Worse yet, Manchin came even closer to becoming a full-blown Republican when he falsely claimed that parents would use the Child Tax Credit to buy drugs. One can make an argument that it's not the government's job to subsidize your family, especially when single working-class Americans aren't getting any such relief, but it's beyond disingenuous and ugly to believe that the monies are being used on drugs.

But the United Mine Workers are telling Manchin it’s time he works for them and support this bill.

"We urge Senator Manchin to revisit his opposition to this legislation and work with his colleagues to pass something that will help keep coal miners working, and have a meaningful impact on our members, their families and their communities,” Cecil Roberts, president of the United Mine Workers of America, said in a statement Monday. These workers are justifiably sacred about job security and want help now. Build Back Better, for example, includes several tax incentives—which Manchin's Big Coal donors are fighting—to encourage manufacturers to build new facilities at the coal site and hire unemployed miners.

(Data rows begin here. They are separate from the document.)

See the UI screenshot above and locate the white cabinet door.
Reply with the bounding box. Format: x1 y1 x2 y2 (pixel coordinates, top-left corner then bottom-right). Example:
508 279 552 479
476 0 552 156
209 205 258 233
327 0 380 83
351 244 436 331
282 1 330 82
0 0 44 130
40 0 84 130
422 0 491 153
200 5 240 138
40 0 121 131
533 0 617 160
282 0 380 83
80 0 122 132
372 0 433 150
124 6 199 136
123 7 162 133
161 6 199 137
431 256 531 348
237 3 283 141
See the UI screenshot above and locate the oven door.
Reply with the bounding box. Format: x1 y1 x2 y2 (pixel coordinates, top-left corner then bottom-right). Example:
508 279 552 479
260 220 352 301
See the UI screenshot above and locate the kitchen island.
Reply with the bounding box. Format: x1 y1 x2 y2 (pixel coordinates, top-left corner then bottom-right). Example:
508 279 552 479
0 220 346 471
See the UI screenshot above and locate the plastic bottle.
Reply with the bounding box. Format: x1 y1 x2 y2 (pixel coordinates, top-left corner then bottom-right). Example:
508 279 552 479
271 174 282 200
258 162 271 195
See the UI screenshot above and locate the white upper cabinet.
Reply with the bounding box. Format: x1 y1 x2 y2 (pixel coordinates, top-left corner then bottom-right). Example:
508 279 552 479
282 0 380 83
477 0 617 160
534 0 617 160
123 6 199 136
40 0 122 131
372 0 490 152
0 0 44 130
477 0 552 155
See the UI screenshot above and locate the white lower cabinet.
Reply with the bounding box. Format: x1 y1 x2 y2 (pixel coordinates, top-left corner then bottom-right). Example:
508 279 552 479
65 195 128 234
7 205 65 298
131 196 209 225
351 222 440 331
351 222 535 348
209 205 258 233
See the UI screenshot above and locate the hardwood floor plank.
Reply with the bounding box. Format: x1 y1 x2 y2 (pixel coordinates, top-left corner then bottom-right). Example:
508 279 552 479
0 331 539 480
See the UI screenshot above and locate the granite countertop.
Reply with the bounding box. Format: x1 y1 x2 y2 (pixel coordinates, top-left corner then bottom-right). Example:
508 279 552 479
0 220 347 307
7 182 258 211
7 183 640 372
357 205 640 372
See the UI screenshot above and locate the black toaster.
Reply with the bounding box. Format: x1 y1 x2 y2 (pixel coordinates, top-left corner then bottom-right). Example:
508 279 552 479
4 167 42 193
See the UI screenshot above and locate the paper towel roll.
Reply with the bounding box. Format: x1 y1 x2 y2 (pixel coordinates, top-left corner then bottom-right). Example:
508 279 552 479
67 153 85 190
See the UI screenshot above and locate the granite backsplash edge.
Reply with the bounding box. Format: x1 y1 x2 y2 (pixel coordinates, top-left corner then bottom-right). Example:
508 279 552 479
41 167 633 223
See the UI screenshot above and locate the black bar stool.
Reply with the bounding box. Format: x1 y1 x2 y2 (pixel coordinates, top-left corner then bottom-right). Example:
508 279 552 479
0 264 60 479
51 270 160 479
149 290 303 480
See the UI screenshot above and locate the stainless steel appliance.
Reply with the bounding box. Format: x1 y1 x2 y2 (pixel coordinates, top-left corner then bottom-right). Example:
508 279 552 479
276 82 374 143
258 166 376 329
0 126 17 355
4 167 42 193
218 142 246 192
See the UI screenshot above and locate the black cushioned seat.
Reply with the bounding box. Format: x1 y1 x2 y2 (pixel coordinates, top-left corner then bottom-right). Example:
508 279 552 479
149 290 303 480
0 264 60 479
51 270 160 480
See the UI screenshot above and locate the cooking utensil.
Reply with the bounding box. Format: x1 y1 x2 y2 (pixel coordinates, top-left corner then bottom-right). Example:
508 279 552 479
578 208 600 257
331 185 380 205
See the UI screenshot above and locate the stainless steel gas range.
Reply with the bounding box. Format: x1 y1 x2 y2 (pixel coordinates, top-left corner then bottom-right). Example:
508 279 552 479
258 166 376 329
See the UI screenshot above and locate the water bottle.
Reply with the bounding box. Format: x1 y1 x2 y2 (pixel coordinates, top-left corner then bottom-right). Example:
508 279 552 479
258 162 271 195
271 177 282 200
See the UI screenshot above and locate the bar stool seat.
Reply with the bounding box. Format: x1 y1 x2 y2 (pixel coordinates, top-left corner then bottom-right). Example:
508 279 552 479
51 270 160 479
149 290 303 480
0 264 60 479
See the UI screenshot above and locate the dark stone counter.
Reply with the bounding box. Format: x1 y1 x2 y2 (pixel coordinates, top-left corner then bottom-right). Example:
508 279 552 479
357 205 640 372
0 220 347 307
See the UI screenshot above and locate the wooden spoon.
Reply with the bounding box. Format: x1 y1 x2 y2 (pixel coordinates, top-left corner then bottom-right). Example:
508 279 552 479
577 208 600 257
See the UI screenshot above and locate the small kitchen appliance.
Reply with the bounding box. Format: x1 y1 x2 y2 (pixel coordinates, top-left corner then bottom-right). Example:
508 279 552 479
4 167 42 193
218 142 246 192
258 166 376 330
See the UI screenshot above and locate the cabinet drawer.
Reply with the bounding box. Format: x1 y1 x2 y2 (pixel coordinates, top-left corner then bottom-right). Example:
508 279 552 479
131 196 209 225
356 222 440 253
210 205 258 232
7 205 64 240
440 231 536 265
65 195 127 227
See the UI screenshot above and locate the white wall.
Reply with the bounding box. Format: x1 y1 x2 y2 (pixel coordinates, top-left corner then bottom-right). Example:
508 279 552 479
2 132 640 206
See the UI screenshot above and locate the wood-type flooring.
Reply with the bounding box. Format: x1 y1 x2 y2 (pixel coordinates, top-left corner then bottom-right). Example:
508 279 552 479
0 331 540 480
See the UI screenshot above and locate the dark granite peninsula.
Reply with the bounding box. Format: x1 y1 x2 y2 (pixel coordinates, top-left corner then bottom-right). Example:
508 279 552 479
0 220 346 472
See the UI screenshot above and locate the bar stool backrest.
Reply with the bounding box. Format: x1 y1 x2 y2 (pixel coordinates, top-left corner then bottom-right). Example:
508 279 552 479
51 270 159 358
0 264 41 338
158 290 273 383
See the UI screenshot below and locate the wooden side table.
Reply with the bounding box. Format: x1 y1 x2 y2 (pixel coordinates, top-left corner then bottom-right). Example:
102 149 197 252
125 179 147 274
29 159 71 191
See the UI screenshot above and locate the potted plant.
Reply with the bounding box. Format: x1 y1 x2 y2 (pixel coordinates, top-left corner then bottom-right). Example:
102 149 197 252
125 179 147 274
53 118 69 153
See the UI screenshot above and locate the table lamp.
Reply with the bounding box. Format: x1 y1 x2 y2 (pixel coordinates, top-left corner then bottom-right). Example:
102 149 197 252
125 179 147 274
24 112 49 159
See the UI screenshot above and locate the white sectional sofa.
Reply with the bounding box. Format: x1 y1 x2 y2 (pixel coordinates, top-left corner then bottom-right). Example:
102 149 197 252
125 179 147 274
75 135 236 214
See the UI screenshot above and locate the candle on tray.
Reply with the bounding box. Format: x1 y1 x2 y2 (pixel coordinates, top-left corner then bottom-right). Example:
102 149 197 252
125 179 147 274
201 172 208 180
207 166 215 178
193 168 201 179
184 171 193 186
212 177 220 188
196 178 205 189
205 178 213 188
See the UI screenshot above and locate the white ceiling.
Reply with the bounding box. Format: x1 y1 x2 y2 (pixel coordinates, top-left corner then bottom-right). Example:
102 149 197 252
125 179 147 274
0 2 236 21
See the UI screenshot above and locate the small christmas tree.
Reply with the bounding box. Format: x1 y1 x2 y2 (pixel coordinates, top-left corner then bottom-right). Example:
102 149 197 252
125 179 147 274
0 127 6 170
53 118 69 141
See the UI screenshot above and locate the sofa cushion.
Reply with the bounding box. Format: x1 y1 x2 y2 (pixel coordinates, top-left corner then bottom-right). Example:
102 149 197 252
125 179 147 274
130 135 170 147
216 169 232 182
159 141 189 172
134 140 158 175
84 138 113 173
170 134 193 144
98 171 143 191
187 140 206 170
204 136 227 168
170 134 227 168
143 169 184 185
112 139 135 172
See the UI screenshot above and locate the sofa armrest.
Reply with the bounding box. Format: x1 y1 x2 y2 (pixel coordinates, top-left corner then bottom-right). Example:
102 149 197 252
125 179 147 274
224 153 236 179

Manchin's opposition means “the potential for those jobs is significantly threatened,” Roberts said. And Phil Smith, the union’s chief lobbyist, highlighted this provision in an interview with The Washington Post’s Greg Sargent, saying the bill would “provide a better chance of helping workers who will be dislocated by our transition to a decarbonized future—a dislocation that will likely continue either way—than not passing BBB will.” Adding, the bill “provides the potential for good jobs that our members who have been dislocated can get,” Smith said

These coal miners are not just upset with Senator Manchin's blatant disregard for the economic livelihoods, but they also believe in voting rights--a provision in BBB--and want him to get on board with that as well.

“I also want to reiterate our support for the passage of voting rights legislation as soon as possible, and strongly encourage Senator Manchin and every other Senator to be prepared to do whatever it takes to accomplish that,” Roberts said in the statement. “Anti-democracy legislators and their allies are working every day to roll back the right to vote in America. Failure by the Senate to stand up to that is unacceptable and a dereliction of their duty to the Constitution.”



In short, these coal miners vigorously believe in the BBB and are not going to let one Senator's massively large ego get in the way of their survival.